Actin cytoskeleton deregulation confers midostaurin resistance in FLT3-mutant acute myeloid leukemia
(2021)
The presence of FMS-like tyrosine kinase 3-internal tandem duplication (FLT3-ITD) is one of the most frequent mutations in acute myeloid leukemia (AML) and is associated with an unfavorable prognosis. FLT3 inhibitors, such as midostaurin, are used clinically but fail to entirely eradicate FLT3-ITD+AML. This study introduces a new perspective and highlights the impact of RAC1-dependent actin cytoskeleton remodeling on resistance to midostaurin in AML. RAC1 hyperactivation leads resistance via hyperphosphorylation of the positive regulator of actin polymerization N-WASP and antiapoptotic BCL-2. RAC1/N-WASP, through ARP2/3 complex activation, increases the number of actin filaments, cell stiffness and adhesion forces to mesenchymal stromal cells (MSCs) being identified as a biomarker of resistance.
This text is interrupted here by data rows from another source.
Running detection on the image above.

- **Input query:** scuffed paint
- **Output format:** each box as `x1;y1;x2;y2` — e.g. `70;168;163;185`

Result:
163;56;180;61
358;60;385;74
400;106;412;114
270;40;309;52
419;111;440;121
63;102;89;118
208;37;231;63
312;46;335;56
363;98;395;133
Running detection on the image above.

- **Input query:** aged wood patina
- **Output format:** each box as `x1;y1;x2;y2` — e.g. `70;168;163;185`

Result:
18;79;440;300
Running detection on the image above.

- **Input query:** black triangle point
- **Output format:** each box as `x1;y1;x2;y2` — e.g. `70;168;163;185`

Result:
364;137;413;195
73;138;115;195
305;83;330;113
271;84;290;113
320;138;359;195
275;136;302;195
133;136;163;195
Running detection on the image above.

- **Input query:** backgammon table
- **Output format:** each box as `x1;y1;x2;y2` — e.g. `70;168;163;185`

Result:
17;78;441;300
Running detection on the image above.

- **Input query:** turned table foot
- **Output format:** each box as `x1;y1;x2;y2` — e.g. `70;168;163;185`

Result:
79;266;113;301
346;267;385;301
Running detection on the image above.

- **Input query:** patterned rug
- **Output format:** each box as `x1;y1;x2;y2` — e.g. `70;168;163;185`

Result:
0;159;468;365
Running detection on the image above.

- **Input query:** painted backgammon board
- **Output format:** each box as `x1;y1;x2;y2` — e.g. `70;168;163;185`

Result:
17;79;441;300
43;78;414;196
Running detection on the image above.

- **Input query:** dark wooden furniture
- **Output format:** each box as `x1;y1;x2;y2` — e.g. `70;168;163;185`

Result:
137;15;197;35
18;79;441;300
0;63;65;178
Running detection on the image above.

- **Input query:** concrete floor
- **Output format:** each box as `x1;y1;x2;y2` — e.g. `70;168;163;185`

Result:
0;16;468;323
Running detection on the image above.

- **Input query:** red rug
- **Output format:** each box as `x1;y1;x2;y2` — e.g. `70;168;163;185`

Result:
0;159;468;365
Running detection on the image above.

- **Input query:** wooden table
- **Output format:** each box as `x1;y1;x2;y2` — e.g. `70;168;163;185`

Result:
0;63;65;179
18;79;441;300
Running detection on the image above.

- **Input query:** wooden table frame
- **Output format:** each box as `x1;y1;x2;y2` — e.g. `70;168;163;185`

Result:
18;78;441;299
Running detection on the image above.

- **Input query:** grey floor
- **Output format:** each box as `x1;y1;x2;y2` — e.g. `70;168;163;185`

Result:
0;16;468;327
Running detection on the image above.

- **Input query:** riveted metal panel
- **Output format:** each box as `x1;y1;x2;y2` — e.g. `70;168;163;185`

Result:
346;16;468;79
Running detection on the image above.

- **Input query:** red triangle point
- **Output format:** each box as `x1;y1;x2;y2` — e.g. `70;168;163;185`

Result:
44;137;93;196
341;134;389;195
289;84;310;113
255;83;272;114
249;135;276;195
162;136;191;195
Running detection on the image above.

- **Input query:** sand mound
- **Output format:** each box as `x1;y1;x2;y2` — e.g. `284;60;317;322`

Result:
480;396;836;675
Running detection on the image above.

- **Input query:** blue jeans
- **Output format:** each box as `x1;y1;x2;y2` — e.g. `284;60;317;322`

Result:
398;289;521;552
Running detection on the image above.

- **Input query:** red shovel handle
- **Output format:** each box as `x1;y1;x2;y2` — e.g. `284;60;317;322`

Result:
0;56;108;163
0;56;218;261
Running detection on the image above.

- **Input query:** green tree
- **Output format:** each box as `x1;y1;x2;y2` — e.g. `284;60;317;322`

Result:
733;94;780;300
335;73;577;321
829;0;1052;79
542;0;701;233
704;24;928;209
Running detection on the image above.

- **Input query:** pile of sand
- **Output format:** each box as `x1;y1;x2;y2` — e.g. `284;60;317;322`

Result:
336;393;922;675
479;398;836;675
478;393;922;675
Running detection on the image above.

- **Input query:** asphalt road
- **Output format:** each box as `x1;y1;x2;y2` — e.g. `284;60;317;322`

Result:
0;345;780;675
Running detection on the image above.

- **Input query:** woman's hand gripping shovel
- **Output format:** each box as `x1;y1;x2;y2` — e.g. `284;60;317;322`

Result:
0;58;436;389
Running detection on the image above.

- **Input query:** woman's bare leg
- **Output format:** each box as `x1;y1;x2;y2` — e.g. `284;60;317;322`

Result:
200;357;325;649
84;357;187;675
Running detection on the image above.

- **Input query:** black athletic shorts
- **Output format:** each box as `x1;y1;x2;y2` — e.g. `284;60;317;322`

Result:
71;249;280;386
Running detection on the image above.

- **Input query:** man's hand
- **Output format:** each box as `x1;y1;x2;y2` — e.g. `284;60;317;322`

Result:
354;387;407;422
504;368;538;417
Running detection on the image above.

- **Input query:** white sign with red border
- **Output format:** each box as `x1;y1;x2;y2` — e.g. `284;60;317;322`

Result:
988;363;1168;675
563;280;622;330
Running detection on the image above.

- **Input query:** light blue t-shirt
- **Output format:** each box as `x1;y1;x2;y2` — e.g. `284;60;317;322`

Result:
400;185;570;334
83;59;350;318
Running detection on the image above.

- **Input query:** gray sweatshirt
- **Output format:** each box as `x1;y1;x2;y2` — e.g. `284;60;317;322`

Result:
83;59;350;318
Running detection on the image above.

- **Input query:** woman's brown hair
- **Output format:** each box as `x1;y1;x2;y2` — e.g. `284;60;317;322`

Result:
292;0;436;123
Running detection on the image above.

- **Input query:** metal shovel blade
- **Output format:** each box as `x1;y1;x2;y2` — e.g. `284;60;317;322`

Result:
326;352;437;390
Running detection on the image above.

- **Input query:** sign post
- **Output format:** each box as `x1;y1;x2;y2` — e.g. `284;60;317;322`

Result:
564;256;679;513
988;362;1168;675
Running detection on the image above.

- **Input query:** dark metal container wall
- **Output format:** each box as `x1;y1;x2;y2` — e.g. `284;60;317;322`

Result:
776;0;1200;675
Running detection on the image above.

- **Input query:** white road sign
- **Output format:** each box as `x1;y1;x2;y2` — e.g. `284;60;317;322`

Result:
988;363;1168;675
Midostaurin resistance can be overcome by a combination of midostaruin, the BCL-2 inhibitor venetoclax and the RAC1 inhibitor Eht1864 in midostaurin-resistant AML cell lines and primary samples, providing the first evidence of a potential new treatment approach to eradicate FLT3-ITD+AML. Garitano-Trojaola et al. used a combination of human acute myeloid leukemia (AML) cell lines and primary samples to show that RAC1-dependent actin cytoskeleton remodeling through BCL2 family plays a key role in resistance to the FLT3 inhibitor, Midostaurin in AML. They showed that by targeting RAC1 and BCL2, Midostaurin resistance was diminished, which potentially paves the way for an innovate treatment approach for FLT3 mutant AML.